Yes, he thought, almost approvingly. They couldn’t have him sounding the alarm too soon. They were smart, meticulous people. They thought of everything.
From the side of the road, he watched the car pull forward, then turn and head back down. It slowed as it drew near him, mute and penitent in the gloaming, his wrists tied before him, hands curved into a begging bowl.
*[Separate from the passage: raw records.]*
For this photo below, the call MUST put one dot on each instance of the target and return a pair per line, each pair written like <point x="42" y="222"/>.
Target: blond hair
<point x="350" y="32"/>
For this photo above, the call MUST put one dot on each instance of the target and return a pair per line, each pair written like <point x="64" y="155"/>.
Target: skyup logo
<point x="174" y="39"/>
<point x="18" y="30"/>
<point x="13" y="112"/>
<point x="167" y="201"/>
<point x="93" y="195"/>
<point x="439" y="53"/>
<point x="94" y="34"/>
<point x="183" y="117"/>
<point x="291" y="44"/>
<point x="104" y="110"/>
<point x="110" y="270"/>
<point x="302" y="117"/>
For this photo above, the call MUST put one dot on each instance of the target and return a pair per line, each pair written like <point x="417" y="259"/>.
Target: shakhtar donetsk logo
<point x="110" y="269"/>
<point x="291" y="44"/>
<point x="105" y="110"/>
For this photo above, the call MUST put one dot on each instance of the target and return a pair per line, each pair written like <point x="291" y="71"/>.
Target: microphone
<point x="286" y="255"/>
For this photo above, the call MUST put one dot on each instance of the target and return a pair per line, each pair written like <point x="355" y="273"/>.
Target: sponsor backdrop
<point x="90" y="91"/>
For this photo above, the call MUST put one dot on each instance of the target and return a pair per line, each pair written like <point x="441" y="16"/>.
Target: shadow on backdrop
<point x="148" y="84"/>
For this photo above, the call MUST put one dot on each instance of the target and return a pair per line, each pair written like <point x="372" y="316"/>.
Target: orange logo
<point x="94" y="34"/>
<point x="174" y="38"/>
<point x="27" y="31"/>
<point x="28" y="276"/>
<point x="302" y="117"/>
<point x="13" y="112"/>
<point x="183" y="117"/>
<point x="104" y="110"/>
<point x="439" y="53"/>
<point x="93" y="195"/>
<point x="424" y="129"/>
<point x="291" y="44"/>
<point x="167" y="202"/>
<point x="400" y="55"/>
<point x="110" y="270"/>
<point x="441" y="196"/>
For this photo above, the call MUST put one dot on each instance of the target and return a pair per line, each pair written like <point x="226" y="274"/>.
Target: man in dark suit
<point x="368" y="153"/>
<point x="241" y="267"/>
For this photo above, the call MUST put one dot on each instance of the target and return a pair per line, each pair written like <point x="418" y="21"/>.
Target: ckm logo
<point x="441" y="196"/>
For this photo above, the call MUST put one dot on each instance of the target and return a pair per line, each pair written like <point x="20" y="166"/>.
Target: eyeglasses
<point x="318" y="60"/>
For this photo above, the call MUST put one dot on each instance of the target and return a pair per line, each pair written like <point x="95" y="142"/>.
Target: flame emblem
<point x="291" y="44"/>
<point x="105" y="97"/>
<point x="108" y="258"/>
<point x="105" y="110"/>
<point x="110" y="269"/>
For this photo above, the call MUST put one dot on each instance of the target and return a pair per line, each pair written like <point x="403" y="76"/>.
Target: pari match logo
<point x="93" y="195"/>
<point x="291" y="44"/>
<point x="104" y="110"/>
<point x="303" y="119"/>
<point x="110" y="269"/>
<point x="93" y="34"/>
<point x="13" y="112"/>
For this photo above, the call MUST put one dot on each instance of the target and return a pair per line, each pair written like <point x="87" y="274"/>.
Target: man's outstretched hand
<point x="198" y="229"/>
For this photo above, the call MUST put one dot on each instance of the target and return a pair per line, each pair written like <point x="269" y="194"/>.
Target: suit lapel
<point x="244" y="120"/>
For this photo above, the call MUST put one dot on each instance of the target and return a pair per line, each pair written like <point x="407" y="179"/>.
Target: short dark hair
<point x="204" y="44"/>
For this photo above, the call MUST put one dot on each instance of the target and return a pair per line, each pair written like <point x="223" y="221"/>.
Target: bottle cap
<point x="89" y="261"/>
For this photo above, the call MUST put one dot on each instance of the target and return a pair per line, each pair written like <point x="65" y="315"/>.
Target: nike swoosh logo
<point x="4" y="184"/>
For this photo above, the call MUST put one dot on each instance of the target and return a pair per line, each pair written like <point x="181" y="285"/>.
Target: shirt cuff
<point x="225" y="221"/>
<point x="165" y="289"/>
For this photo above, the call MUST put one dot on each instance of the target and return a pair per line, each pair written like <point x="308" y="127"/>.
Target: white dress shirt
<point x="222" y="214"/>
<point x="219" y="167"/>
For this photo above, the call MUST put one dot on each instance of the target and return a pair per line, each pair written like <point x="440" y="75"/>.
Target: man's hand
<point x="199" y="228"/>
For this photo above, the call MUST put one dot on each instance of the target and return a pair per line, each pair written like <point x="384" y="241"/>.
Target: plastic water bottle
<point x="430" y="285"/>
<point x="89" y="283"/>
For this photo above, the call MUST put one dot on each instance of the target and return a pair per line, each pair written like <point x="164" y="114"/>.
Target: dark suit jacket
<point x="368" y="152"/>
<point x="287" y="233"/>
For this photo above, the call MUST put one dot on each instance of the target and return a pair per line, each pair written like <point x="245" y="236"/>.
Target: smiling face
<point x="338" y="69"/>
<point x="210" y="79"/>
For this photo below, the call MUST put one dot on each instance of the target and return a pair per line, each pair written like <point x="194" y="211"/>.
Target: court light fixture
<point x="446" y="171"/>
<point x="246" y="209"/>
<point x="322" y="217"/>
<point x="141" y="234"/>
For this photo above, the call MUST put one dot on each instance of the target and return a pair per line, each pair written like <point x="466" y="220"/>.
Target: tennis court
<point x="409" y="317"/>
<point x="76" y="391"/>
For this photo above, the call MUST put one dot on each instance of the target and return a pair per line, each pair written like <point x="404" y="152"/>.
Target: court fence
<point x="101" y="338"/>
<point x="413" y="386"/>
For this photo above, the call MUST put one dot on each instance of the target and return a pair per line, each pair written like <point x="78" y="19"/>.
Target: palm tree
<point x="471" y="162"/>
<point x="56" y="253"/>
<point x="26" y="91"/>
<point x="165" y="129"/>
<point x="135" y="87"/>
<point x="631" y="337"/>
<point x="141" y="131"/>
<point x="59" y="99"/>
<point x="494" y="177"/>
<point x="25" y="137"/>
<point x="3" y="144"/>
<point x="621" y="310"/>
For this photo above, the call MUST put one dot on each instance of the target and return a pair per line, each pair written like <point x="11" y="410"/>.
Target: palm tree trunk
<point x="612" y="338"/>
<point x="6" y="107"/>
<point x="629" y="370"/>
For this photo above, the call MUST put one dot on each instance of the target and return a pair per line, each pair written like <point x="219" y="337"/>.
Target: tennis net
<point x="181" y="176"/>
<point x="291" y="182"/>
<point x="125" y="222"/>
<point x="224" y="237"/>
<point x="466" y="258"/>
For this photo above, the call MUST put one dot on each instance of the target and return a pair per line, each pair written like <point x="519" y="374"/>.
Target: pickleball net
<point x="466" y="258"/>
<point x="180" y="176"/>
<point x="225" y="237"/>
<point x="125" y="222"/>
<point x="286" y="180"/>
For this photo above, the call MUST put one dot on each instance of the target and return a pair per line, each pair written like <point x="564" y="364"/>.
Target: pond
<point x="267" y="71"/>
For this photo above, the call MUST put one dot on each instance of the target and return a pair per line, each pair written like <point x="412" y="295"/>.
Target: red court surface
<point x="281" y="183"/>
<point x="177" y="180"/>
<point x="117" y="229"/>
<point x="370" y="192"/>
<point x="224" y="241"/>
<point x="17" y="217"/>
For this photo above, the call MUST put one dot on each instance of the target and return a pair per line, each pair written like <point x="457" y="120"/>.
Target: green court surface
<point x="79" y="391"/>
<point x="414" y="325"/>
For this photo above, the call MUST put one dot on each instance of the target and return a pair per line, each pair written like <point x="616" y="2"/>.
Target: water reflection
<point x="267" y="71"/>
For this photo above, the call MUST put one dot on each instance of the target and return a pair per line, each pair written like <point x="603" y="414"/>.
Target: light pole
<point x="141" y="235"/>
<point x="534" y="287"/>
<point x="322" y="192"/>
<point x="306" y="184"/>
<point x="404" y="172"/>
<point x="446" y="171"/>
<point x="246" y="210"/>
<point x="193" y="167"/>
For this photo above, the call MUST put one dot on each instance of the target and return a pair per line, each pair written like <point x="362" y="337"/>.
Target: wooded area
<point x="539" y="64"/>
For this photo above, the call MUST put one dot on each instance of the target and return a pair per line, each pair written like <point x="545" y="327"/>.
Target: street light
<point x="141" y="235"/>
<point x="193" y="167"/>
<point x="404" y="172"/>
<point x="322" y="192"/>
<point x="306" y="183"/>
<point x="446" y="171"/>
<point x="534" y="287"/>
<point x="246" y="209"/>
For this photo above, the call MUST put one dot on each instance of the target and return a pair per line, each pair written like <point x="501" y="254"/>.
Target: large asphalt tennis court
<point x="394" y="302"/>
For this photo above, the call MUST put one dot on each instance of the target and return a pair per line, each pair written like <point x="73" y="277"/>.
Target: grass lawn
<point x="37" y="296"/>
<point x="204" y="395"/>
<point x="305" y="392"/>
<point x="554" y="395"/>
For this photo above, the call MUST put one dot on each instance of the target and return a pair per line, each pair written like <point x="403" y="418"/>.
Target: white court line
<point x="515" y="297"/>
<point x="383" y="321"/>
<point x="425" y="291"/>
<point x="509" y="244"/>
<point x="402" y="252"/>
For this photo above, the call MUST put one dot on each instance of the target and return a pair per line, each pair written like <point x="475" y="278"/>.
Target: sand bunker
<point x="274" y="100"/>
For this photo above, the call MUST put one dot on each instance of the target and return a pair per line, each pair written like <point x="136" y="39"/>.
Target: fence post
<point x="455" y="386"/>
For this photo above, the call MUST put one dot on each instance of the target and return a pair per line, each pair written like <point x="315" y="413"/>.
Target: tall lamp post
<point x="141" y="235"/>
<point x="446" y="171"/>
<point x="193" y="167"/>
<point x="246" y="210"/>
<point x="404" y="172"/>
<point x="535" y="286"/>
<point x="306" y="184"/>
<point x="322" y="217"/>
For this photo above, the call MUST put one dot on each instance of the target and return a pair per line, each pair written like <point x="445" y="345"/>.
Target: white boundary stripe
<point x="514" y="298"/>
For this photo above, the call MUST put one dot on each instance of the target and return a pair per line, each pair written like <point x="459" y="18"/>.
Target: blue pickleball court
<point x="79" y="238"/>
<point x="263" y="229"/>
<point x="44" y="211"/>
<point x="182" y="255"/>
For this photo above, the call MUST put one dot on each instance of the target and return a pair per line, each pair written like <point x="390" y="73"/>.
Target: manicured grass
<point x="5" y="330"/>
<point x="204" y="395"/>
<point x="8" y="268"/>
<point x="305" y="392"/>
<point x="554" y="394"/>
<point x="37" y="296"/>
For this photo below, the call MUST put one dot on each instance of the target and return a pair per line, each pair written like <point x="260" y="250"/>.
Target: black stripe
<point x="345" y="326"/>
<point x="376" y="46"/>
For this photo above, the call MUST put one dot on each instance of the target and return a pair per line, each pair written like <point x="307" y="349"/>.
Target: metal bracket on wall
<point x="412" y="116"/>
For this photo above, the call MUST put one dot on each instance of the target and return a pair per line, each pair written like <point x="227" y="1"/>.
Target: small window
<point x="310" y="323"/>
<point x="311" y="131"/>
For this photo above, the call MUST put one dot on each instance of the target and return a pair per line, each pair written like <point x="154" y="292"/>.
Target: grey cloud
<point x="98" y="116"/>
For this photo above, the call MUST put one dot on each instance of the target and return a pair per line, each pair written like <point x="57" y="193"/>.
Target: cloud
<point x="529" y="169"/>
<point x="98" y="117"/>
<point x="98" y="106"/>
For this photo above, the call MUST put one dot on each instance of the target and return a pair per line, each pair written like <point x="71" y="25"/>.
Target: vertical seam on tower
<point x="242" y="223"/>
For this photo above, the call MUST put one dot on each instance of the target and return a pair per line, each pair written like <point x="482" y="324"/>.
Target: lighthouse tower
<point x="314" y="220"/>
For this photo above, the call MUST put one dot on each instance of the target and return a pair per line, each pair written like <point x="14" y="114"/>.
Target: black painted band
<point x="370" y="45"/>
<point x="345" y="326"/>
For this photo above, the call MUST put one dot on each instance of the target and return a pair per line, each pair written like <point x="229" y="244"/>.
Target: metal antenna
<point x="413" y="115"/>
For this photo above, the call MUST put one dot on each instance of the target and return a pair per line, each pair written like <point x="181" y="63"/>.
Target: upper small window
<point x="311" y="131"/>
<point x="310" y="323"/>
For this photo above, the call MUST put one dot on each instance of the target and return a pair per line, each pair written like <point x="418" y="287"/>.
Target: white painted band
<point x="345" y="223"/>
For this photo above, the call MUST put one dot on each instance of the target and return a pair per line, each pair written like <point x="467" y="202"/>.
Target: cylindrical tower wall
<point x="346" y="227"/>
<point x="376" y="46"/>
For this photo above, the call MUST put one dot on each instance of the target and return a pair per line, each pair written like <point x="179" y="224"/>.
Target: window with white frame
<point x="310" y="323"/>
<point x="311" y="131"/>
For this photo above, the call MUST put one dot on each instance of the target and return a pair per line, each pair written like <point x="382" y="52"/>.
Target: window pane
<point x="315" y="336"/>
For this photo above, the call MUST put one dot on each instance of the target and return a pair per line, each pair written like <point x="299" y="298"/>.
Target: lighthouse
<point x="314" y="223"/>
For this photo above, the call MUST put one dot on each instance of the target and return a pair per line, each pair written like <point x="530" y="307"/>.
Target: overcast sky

“In the name of God, at least untie me!” he shouted. “I’m no threat to you anymore!”
The car stopped. “He wants us to untie his hands,” came a lazy voice from inside the car.
A pause then, as though the matter was under consideration.
“Stop toying with him and do as he asks,” said the boss, sounding weary. “She was very insistent.”
The first bullet shot through his knotted tie, shredding it into charred fibers that soared upward, then drifted down to the pine-needled ground long after Mr. Chen himself had slumped to rest. Two more slugs tore into his chest. A fourth caught him on the temple. He was long gone by then, dreaming of Mieux Mieux from the brothel, sad forlorn bird from his home province of Fujian, and the tricks he had taught her.